You climbed until the frost rematerialized, holding the dead leaves hostage beneath white capsules of ice. You climbed until your breath felt hot against your face and the sweat trickling down your neck nearly froze en route. Then suddenly, almost without warning, you emerged from the fog into the blazing truth of morning ... a morning so clear the sky burned navy blue against the snow-capped peaks; the sun burned your retinas until you closed your eyes, and saw stars.

It made you think about they way October feels, the way October felt in all of those Octobers passed. Maybe you were sprinting down neighborhood streets with bags of candy, or standing in line for a concert, or cycling through an inferno of red maple trees in upstate New York. Maybe you were scrambling on granite outcroppings in the foothills with a kite in your hands, the way you did in junior high, with the cotton string wrapped around your wrist as you climbed. You let the kite go into the cold wind, watched it tumble and swirl over the abyss, watched it catch a breeze and dance in air so crisp and sweet you could taste the possibility, the promise of a new year, the promise of fall.

And you think it feels like that. Almost.
Wednesday, October 03, 2007

PFD day

Date: Oct. 2
Mileage: 28
October mileage: 55
Temperature upon departure: 45
Rainfall: .74"

Today marks the first wave of permanent fund dividend checks. This is the day every eligible man, woman and child in the state of Alaska sells their soul to Big Oil for a taste of that sweet, sweet oil money. And thanks to "The Simpsons" movie, now everyone else in America knows what the urban legend of "paid to live in Alaska" is really about. You know that part where Homer drives across the state line and the customs agent tells him that all Alaskans get a stack of bills so they will look the other way while oil companies exploit the environment? Yeah, it's something like that.

Suddenly, we're all flush with $1,600 in free money. Most Alaskans do the rational thing with their PFD - they blow it on some impulse buy, like plane tickets to Hawaii or a down payment on a new snowmachine. This is the first year I'm eligible for the PFD. I did the rational thing with mine, too. I spent it in July, on a new snowmachine. I call him Pugsley.

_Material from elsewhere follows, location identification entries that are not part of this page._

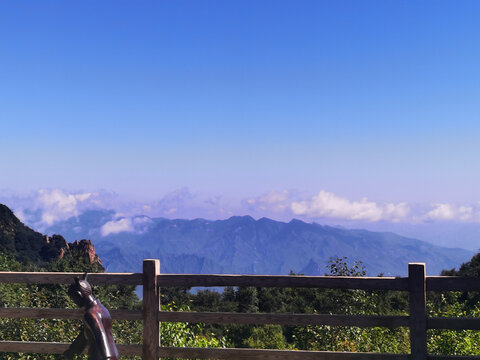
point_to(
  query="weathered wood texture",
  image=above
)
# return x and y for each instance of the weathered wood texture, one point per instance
(452, 283)
(283, 319)
(199, 353)
(67, 278)
(452, 357)
(41, 313)
(332, 282)
(418, 317)
(57, 348)
(151, 307)
(453, 323)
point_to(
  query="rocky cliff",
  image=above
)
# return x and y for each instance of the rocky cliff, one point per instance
(28, 245)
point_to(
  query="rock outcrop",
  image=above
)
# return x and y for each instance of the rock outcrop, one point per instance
(28, 245)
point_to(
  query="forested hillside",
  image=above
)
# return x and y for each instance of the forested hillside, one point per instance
(80, 257)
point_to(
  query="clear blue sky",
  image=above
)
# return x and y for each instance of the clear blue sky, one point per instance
(361, 98)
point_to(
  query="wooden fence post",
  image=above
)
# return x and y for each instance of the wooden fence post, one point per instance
(418, 313)
(151, 307)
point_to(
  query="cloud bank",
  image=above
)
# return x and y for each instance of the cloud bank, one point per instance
(43, 208)
(328, 205)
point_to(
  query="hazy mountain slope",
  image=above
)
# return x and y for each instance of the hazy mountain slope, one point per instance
(264, 246)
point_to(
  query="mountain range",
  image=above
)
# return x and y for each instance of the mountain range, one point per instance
(243, 245)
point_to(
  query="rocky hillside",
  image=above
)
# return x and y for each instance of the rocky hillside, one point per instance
(27, 245)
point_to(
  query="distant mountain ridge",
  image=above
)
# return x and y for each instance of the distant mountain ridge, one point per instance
(244, 245)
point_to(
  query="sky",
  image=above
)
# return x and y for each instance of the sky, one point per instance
(343, 110)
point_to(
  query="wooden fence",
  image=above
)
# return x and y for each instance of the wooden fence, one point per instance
(152, 280)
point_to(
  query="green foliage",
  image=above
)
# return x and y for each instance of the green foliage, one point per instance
(266, 337)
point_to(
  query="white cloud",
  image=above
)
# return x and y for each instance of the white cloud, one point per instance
(328, 205)
(117, 226)
(136, 224)
(58, 205)
(449, 212)
(274, 201)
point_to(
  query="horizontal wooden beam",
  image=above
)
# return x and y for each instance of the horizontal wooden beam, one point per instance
(452, 283)
(283, 319)
(202, 353)
(334, 282)
(452, 357)
(453, 323)
(41, 313)
(57, 348)
(67, 278)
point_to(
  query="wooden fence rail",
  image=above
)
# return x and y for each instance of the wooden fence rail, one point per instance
(416, 284)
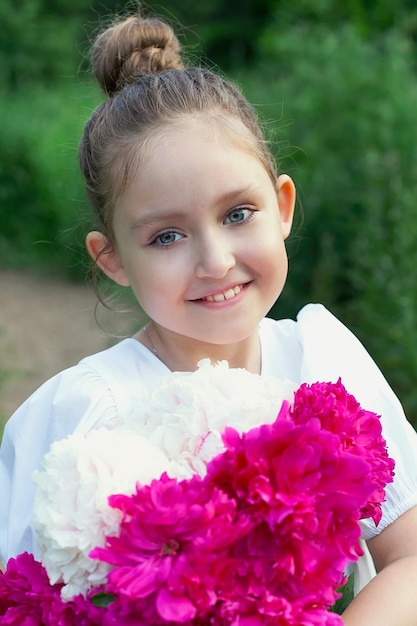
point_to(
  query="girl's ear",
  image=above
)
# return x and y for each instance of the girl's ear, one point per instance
(106, 257)
(286, 202)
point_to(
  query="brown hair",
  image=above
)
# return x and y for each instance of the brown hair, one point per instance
(137, 62)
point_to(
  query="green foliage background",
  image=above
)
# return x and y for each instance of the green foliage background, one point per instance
(336, 84)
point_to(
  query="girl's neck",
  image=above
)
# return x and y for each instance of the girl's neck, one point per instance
(182, 354)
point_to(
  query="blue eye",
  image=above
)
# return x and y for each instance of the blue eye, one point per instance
(238, 215)
(167, 238)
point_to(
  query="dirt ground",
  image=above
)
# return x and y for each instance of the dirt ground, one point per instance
(45, 326)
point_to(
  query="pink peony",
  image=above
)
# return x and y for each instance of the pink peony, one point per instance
(359, 431)
(173, 546)
(28, 599)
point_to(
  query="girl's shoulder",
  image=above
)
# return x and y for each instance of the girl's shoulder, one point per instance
(100, 388)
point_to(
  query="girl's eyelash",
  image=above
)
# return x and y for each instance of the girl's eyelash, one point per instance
(250, 214)
(156, 241)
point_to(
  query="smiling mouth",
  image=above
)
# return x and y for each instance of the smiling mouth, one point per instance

I did not refuse the PFD. I don't think, when I gaze deep into my greedy heart, I could ever do such an audacious thing like turn down free money while the Alaska economy is squeezing $5 out of me every time I buy a gallon of milk and $12 for a case of Diet Pepsi. But still ... it feels a bit dirty. Call me a pinko greenie, but I am not a big fan of the PFD. It is not my money. I did not earn it. I was a mishmash of molecules when oil first started flowing through the TransAlaska pipeline in 1977. I was in fifth grade when the Exxon Valdez dumped millions of gallons of crude into the Prince William Sound. I remember seeing the televised images of sludge-coated sea otters gasping for air on the shoreline. It was one of the saddest things I had ever seen. I wanted no part of it.

Now I am part of it. I still own a car and take warm showers. I don't deny that oil feeds the very economy that allows me to live comfortably and work in Alaska. And I didn't refuse the PFD. I can think of hundreds of social programs where I would rather see the money spent ... Alaska could have universal health care; the best education system in the country; we could buy our politicians for a lot higher bribes then they're taking from VECO and the like. But instead, we all get $1,600 to spend on snowmachines. But I didn't donate my PFD to a good cause. I spent it. Before I even had it in my hands. So I am part of the system. One could say the worst part.

Man, now I feel guilty. And I haven't even gotten my PFD yet (I didn't file early enough and have to wait two weeks.) I think I will go soothe my shame with a $1 can of Diet Pepsi.